In this special guest feature, Armon Petrossian, CEO & co-founder at Coalesce, discusses the bottlenecks disrupting enterprises from accomplishing data transformations to support the continued push from on-premises to cloud platforms. Armon created Coalesce, the data transformation tool built for scale. Prior, Armon was part of the founding team at WhereScape, a leading provider of data automation software (acquired by Idera Software). At WhereScape, Armon served as national sales manager for almost a decade.
Data transformations—the process of getting data prepared so that it can be consumed properly—has gone largely neglected until recently.
This is partly because legacy vendors in the space have primarily been focused on moving data from point A to point B (i.e. data integration) rather than transformations. It makes sense that data integration has taken center stage up until now: The ability to access data was number one on businesses’ priority lists. But now that the industry has matured and getting access to data is fairly straightforward, it begs the question: What’s next?
The answer is data transformations.
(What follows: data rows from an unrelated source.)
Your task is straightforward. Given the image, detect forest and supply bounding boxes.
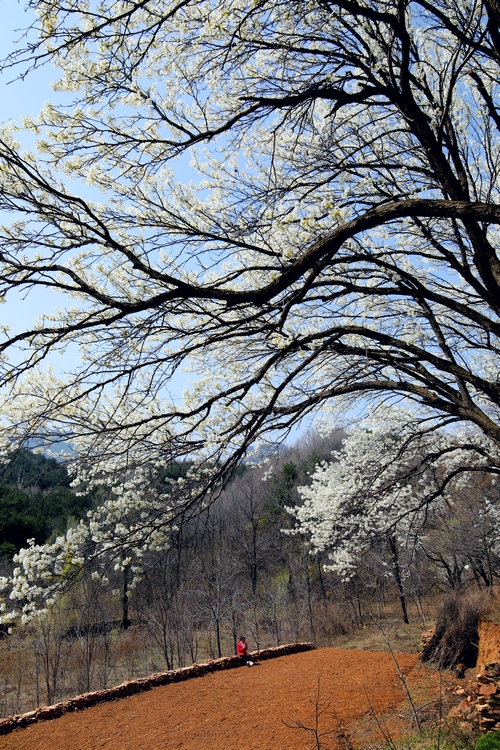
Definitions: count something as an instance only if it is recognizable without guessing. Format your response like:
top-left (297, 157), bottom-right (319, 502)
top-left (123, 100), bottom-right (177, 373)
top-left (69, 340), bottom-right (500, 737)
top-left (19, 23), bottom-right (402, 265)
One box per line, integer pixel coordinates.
top-left (0, 430), bottom-right (500, 715)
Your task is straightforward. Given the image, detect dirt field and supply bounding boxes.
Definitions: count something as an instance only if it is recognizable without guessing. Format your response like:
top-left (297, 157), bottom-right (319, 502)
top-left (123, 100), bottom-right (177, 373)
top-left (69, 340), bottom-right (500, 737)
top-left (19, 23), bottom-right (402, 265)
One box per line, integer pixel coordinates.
top-left (0, 649), bottom-right (446, 750)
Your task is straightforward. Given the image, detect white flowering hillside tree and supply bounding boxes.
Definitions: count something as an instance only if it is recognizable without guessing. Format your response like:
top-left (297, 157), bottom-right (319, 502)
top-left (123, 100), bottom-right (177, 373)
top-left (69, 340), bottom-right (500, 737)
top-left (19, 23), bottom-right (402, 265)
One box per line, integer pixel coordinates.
top-left (0, 0), bottom-right (500, 610)
top-left (287, 408), bottom-right (500, 622)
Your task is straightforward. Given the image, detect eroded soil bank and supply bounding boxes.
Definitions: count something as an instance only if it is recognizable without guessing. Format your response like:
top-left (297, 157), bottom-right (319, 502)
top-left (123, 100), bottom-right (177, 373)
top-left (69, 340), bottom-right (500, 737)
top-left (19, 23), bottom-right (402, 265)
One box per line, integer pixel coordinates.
top-left (0, 649), bottom-right (439, 750)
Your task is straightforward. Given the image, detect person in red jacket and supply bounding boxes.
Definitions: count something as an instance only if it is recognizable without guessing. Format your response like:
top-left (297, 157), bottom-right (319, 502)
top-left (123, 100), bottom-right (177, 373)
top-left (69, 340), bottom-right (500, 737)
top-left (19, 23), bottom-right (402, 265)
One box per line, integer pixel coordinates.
top-left (236, 635), bottom-right (253, 667)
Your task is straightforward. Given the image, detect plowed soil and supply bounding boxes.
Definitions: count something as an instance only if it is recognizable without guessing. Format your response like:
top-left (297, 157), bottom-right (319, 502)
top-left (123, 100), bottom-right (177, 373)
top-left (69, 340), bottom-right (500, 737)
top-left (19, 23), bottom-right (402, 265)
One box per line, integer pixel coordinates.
top-left (0, 649), bottom-right (446, 750)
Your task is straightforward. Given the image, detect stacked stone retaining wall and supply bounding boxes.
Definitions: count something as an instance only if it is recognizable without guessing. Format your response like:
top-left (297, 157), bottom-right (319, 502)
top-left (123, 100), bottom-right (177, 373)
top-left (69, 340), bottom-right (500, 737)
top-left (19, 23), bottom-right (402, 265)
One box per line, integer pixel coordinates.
top-left (0, 643), bottom-right (316, 735)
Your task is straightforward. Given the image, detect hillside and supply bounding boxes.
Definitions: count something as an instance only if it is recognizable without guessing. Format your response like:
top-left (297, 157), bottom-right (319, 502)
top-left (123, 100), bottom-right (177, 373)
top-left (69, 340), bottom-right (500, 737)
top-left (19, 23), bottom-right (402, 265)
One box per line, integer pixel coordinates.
top-left (0, 648), bottom-right (450, 750)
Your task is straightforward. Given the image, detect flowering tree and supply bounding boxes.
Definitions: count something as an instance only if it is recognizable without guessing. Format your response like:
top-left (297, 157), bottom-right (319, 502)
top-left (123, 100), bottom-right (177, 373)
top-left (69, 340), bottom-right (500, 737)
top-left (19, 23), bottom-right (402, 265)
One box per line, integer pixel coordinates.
top-left (288, 408), bottom-right (499, 622)
top-left (0, 0), bottom-right (500, 620)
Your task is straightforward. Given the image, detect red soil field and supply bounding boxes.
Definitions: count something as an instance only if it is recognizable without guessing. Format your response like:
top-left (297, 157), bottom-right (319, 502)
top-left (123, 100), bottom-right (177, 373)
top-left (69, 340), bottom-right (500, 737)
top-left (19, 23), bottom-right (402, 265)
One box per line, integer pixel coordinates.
top-left (0, 648), bottom-right (446, 750)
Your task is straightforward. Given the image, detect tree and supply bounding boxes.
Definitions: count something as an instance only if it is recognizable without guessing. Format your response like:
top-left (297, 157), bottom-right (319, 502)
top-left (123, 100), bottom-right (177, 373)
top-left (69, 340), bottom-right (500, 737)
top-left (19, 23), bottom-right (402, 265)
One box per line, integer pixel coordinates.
top-left (0, 0), bottom-right (500, 620)
top-left (288, 407), bottom-right (498, 622)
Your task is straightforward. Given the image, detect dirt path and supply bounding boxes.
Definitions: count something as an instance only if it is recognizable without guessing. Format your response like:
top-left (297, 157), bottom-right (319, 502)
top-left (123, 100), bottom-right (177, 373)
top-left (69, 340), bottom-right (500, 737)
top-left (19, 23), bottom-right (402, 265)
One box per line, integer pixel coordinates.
top-left (0, 649), bottom-right (438, 750)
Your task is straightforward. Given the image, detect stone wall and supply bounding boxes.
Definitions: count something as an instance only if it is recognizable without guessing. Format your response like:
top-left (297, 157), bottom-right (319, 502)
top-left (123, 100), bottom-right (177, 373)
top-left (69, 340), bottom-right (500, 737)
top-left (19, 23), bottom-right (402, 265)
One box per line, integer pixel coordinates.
top-left (0, 643), bottom-right (316, 735)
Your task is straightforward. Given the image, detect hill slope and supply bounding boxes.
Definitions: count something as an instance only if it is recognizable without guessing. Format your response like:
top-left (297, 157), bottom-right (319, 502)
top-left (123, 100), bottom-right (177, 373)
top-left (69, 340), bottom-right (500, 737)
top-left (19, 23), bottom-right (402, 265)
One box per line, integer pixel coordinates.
top-left (0, 649), bottom-right (439, 750)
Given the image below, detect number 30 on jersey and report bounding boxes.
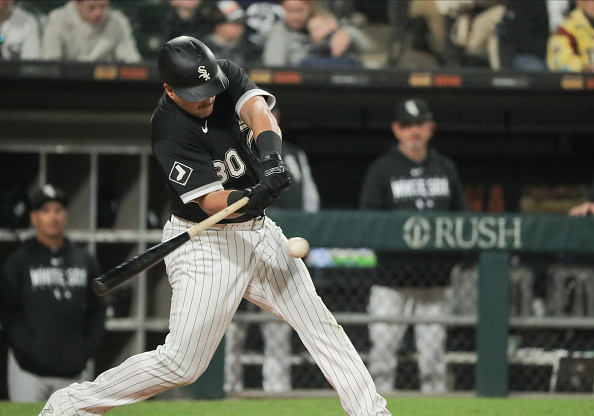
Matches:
[212,149,246,184]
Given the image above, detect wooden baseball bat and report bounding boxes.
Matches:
[91,196,249,296]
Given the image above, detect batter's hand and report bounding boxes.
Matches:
[262,153,291,198]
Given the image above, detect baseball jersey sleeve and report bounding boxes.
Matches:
[217,59,276,116]
[447,161,468,211]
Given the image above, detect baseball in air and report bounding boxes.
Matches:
[287,237,309,258]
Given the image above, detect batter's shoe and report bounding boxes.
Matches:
[39,390,62,416]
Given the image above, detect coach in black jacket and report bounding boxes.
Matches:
[1,184,105,402]
[360,99,467,393]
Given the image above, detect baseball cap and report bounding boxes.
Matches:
[31,183,68,211]
[394,98,433,124]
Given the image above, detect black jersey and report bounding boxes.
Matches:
[0,237,105,377]
[360,146,466,211]
[151,59,275,222]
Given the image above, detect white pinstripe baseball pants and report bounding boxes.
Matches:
[61,217,390,416]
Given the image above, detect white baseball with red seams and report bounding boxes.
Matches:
[286,237,309,259]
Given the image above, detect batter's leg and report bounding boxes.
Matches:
[223,322,247,393]
[247,224,390,416]
[54,220,257,416]
[261,322,293,393]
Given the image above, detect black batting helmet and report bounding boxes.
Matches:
[159,36,229,102]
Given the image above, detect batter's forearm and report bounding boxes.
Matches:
[194,190,241,218]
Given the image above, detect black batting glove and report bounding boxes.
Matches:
[227,182,274,213]
[261,153,291,198]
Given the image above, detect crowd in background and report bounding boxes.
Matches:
[0,0,594,72]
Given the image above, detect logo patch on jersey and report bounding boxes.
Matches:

Every business wants to get the most from its data, and it has become clear that data transformations are the biggest bottleneck to becoming data driven.
Let’s take a look at how enterprises have been coping with the data transformation bottleneck, and what possibilities the future might hold.
Companies are struggling to keep up
Currently, there are two main ways companies are transforming data. The first is through GUI (graphical user interface)-based tools built primarily for data integration that lack the focus of transforming data properly. These widget-based transformations compromise flexibility and do not provide documentation or lineage. The second option is newer, code-centric data transformation tools that offer flexibility, but become increasingly more difficult to support enterprise-grade workflows without relying on teams of engineers.
Neither of these strategies can meet the demands of today’s enterprises. While these options may help small companies and startups get off the ground, they can’t scale or meet the long term data needs of organizations in spaces like insurance, finance, manufacturing, and healthcare. Large enterprises have the most complex needs for transforming data, and it is a bottleneck that has gone largely unsolved.
The process of getting value from raw data is painfully time-consuming and requires a disproportionate amount of resources compared to other parts of the analytics stack: Herein is where the bottleneck lies.
If an organization wants to take on additional projects, or accelerate an existing data project, this process will demand even more resources. Within the current paradigm, the only way for companies to fast-track projects is by bringing on more data engineers, architects, and/or analysts. This is costly at best, and may even be impossible due to the critical talent shortage affecting data teams everywhere.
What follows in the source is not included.